Crewel by Gennifer Albin, 368 pages
Adelice has been taught from a young age to be clumsy and artless so that she can hide her ability to weave. Now sixteen, all she has to do is make it through the mandatory testing that all sixteen-year-old girls in Arras do without giving herself away and she's free from life as a Spinster, away from the control of the Coventry. But one little slip gives her away, and she's swept off to work the weave of the world. Now living in the Coventry, she doesn't know who to trust, and it doesn't help that Maela, a power hungry Spinster, is determined to make sure she fails. Complicating things is Maela's attractive assistant, Erik, who may or may not be seducing her for Maela, and the equally attractive and potentially revolutionary head valet, Jost. But Adelice's ability to weave is stronger than even she knows, and with the help of the Creweler, Loricel, she learns the truth about the world around her.

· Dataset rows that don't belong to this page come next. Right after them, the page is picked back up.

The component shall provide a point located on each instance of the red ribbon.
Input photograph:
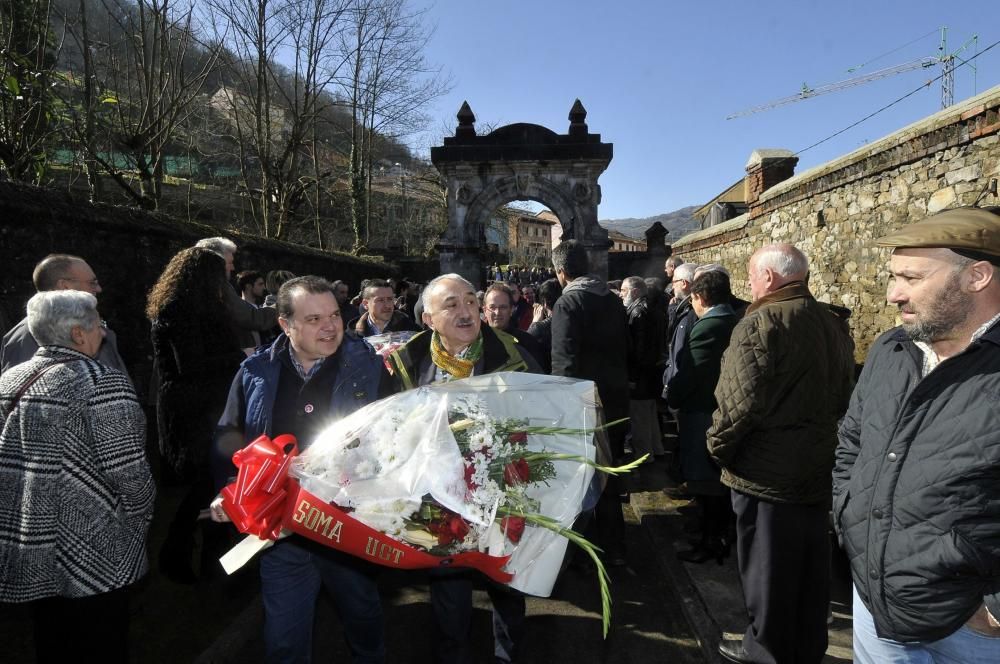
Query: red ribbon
(258, 503)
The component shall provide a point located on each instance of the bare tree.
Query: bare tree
(27, 58)
(273, 110)
(388, 86)
(138, 88)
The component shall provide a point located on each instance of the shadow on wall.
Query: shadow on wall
(127, 249)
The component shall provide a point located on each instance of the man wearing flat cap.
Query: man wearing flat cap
(917, 479)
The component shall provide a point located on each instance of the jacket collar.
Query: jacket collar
(63, 353)
(899, 335)
(419, 347)
(791, 291)
(718, 311)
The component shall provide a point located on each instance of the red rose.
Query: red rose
(450, 528)
(513, 526)
(516, 472)
(470, 470)
(518, 438)
(458, 527)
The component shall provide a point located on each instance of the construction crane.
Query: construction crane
(807, 92)
(945, 59)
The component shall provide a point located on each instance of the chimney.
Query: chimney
(766, 168)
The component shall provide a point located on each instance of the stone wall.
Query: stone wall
(835, 211)
(128, 249)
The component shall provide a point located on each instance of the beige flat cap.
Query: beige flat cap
(973, 230)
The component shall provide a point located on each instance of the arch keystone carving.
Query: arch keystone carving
(521, 161)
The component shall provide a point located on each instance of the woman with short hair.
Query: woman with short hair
(76, 494)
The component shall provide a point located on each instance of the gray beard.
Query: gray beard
(942, 318)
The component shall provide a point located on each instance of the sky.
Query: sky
(658, 79)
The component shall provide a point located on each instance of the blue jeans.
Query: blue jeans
(291, 574)
(451, 602)
(964, 646)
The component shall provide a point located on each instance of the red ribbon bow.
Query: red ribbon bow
(264, 500)
(256, 500)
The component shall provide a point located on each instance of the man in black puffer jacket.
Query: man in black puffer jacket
(917, 478)
(590, 341)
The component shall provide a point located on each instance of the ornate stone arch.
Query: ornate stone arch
(520, 162)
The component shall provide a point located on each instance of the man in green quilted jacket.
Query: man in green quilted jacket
(785, 382)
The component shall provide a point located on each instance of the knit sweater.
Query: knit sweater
(76, 494)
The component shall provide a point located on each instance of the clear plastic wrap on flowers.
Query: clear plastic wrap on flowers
(499, 464)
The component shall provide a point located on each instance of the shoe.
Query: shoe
(178, 572)
(175, 564)
(677, 492)
(702, 553)
(732, 650)
(692, 528)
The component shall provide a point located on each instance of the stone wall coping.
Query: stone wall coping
(734, 224)
(943, 118)
(758, 156)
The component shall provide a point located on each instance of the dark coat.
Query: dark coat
(917, 487)
(644, 377)
(197, 358)
(590, 340)
(684, 318)
(411, 365)
(399, 322)
(785, 382)
(692, 387)
(541, 331)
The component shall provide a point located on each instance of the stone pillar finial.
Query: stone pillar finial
(466, 121)
(578, 120)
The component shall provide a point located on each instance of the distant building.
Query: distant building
(621, 242)
(521, 237)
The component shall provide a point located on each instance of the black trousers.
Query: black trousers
(451, 601)
(82, 629)
(784, 559)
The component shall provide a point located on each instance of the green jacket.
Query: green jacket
(786, 380)
(692, 387)
(411, 365)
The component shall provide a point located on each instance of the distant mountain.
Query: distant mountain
(678, 223)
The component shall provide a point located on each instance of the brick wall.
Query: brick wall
(835, 211)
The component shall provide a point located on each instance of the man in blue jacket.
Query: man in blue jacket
(915, 493)
(311, 375)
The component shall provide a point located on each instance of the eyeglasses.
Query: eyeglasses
(93, 283)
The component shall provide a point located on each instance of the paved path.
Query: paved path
(663, 611)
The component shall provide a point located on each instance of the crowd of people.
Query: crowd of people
(761, 393)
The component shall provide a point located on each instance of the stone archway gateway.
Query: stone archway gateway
(520, 162)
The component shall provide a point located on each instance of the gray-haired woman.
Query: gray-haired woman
(76, 494)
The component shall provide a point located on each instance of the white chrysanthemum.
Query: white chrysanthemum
(366, 469)
(388, 516)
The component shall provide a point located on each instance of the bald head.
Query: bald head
(774, 266)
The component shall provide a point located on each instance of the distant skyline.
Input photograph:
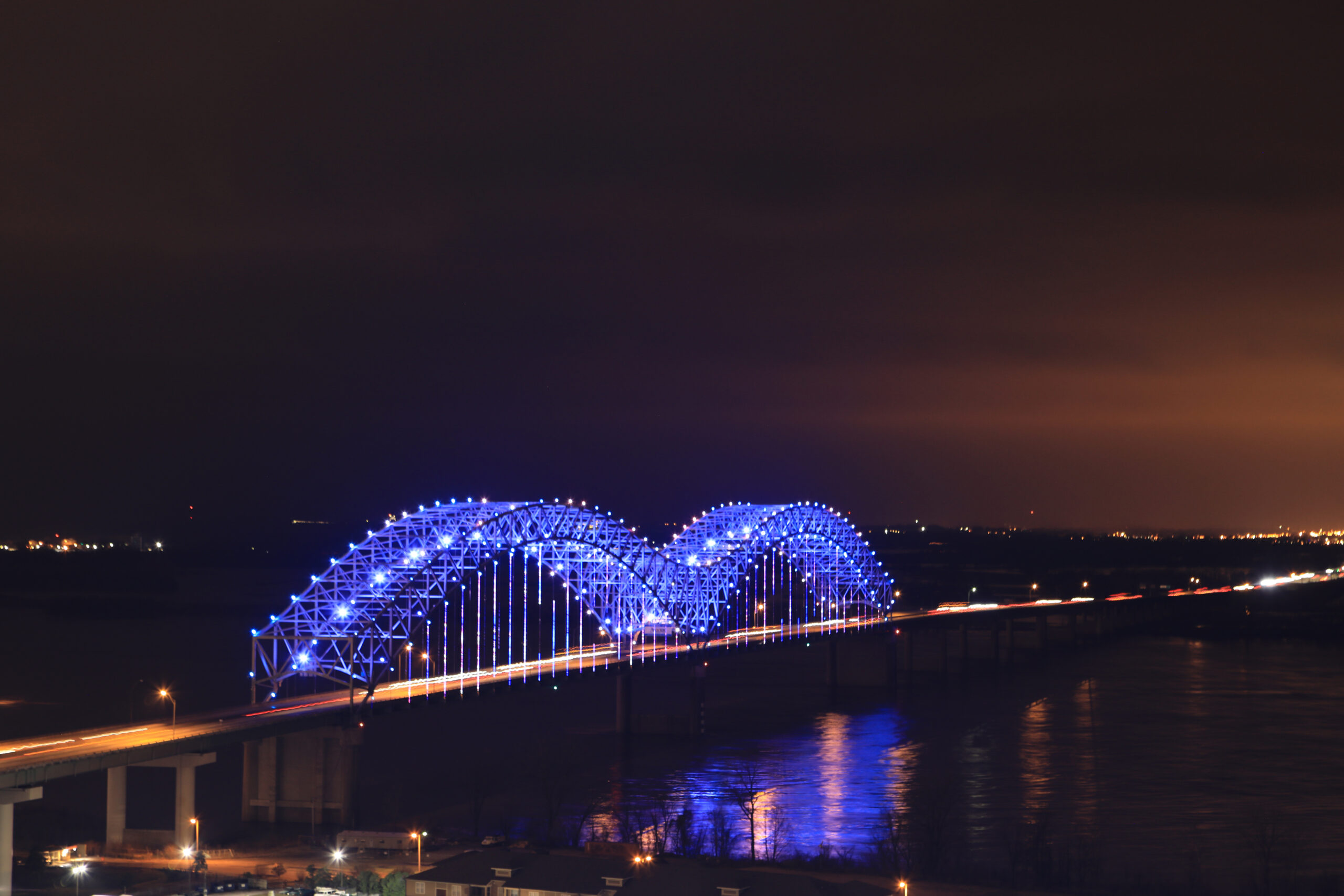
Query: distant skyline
(949, 262)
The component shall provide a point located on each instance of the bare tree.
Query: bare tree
(660, 821)
(891, 844)
(721, 835)
(777, 832)
(478, 789)
(687, 837)
(581, 818)
(553, 784)
(748, 789)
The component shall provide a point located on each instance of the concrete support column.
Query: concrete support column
(185, 805)
(623, 703)
(185, 801)
(268, 775)
(832, 664)
(7, 800)
(116, 832)
(698, 681)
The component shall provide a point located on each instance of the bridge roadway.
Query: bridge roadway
(32, 761)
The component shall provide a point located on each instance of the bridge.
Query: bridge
(479, 596)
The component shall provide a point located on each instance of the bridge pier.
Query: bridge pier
(185, 803)
(307, 777)
(624, 703)
(7, 800)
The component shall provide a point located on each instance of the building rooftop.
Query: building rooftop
(597, 875)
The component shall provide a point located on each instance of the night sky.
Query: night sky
(952, 261)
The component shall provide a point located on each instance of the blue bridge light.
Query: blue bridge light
(756, 567)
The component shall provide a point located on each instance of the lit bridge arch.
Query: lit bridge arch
(500, 585)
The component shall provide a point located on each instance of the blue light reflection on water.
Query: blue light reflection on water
(1158, 753)
(831, 781)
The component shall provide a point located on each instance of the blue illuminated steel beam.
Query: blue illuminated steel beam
(380, 596)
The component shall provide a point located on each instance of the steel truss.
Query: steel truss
(350, 623)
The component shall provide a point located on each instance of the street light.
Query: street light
(163, 693)
(418, 836)
(338, 856)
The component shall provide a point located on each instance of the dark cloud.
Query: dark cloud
(922, 258)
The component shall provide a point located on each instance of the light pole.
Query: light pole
(163, 693)
(429, 666)
(418, 836)
(338, 856)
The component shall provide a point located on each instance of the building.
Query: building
(498, 872)
(356, 840)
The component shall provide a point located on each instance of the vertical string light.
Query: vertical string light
(511, 616)
(461, 638)
(527, 567)
(478, 629)
(443, 638)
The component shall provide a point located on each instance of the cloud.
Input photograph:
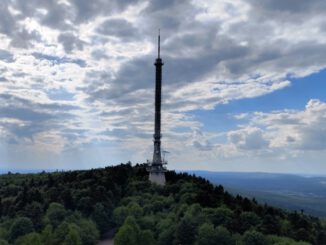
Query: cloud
(291, 130)
(6, 56)
(79, 73)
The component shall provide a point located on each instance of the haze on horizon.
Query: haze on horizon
(243, 84)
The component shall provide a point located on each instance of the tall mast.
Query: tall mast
(155, 168)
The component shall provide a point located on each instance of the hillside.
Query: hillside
(289, 191)
(78, 207)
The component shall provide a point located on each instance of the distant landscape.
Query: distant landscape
(289, 191)
(293, 192)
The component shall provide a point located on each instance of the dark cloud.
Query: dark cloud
(118, 28)
(33, 117)
(59, 60)
(70, 42)
(6, 56)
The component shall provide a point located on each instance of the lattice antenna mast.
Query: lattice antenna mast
(156, 168)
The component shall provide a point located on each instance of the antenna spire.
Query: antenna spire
(159, 42)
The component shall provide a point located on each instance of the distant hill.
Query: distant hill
(81, 207)
(294, 192)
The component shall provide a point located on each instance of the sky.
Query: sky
(243, 84)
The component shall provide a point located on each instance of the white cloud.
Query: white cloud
(85, 68)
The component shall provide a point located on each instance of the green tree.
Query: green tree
(185, 232)
(20, 227)
(223, 236)
(3, 242)
(253, 237)
(73, 237)
(55, 214)
(47, 235)
(146, 237)
(206, 234)
(126, 235)
(248, 220)
(101, 218)
(34, 211)
(31, 238)
(88, 231)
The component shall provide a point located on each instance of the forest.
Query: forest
(79, 207)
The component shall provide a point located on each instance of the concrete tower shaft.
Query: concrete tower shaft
(156, 168)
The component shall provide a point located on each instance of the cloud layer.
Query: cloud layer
(78, 75)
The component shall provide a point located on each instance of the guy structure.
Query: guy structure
(156, 168)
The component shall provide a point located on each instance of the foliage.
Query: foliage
(76, 207)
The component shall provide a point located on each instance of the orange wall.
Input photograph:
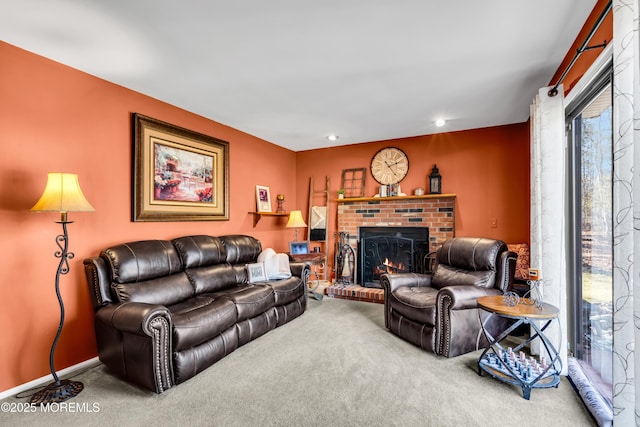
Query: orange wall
(487, 169)
(54, 118)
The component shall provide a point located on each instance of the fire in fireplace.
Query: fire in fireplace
(390, 250)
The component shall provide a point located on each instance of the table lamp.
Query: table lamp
(61, 194)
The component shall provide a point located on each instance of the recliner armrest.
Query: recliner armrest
(464, 297)
(391, 282)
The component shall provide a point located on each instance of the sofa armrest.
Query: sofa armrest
(391, 282)
(463, 297)
(135, 342)
(138, 318)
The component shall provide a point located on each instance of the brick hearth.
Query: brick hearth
(356, 293)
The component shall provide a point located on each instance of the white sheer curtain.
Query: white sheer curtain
(626, 213)
(548, 184)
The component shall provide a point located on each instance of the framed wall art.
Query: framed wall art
(178, 174)
(263, 199)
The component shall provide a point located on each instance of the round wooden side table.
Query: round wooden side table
(512, 365)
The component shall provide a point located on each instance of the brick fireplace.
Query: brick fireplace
(435, 211)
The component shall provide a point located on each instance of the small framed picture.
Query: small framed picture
(263, 199)
(256, 272)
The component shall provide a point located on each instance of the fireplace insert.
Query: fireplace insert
(390, 250)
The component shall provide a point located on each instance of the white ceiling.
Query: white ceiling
(294, 71)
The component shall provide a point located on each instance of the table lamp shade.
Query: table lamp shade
(295, 220)
(62, 194)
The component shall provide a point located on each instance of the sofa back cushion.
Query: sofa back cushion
(213, 278)
(468, 261)
(200, 251)
(147, 271)
(241, 249)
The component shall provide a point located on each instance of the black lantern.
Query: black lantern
(435, 181)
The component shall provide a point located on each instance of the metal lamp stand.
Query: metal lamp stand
(59, 390)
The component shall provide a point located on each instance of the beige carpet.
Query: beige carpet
(336, 365)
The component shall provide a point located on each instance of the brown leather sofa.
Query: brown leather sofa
(166, 310)
(438, 311)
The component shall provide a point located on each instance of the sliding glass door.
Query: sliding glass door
(591, 154)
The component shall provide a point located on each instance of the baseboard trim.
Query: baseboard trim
(47, 378)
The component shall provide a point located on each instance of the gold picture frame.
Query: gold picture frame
(263, 199)
(178, 174)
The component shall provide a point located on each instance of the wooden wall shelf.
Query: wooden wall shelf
(258, 215)
(383, 199)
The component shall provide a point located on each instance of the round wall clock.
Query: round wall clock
(389, 165)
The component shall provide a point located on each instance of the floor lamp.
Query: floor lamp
(296, 221)
(61, 194)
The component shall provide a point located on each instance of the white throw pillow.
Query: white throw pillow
(276, 265)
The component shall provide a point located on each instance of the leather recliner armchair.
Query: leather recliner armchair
(438, 311)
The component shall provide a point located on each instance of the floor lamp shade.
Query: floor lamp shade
(61, 194)
(296, 221)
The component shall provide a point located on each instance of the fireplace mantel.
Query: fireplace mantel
(436, 211)
(394, 198)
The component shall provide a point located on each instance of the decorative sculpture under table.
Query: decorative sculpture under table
(512, 365)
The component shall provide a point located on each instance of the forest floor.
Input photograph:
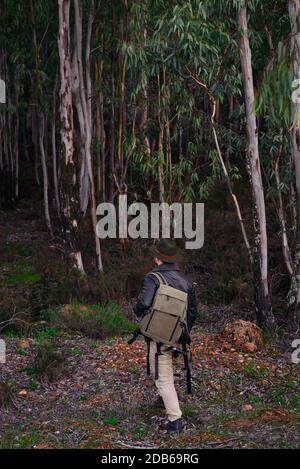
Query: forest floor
(102, 398)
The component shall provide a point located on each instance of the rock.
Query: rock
(241, 333)
(249, 347)
(24, 344)
(246, 408)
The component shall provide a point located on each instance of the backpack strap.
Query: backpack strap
(160, 278)
(148, 340)
(187, 367)
(158, 352)
(134, 337)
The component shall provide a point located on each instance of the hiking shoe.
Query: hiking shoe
(159, 403)
(175, 427)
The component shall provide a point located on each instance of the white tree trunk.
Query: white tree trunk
(294, 294)
(263, 304)
(68, 193)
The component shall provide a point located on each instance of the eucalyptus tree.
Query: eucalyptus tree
(294, 13)
(262, 295)
(69, 199)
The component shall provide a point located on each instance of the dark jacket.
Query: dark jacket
(171, 273)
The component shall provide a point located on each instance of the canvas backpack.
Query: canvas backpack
(168, 316)
(166, 324)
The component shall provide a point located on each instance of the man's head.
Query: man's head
(164, 251)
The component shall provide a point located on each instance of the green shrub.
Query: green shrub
(96, 321)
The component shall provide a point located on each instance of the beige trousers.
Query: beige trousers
(165, 381)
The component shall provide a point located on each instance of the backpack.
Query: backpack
(168, 316)
(166, 324)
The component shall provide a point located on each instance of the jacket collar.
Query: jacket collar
(166, 266)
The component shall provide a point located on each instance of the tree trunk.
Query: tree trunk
(68, 187)
(45, 172)
(260, 252)
(294, 293)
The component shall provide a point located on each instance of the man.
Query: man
(165, 256)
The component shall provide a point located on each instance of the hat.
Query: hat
(165, 250)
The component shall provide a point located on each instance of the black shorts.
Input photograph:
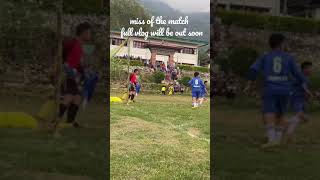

Not going to lie, I totally picked this book up because Gennifer Albin got her MFA from the University of Missouri. As an alumna myself, I gotta support my fellow Tigers! But I'm glad I did. Despite being noticeably influenced by a lot of other properties (Hunger Games and [this feels like a spoiler, so you've been warned] a certain turn-of-the-century movie starring Keanu Reeves chief among them), it's still a fun world Albin is building, and is definitely different from a lot of other YA dystopias out there. It manages to twist and turn at a breakneck pace, which kept me wondering what would happen next. And with a cliffhanger ending, I'm definitely excited to see what happens in the next book.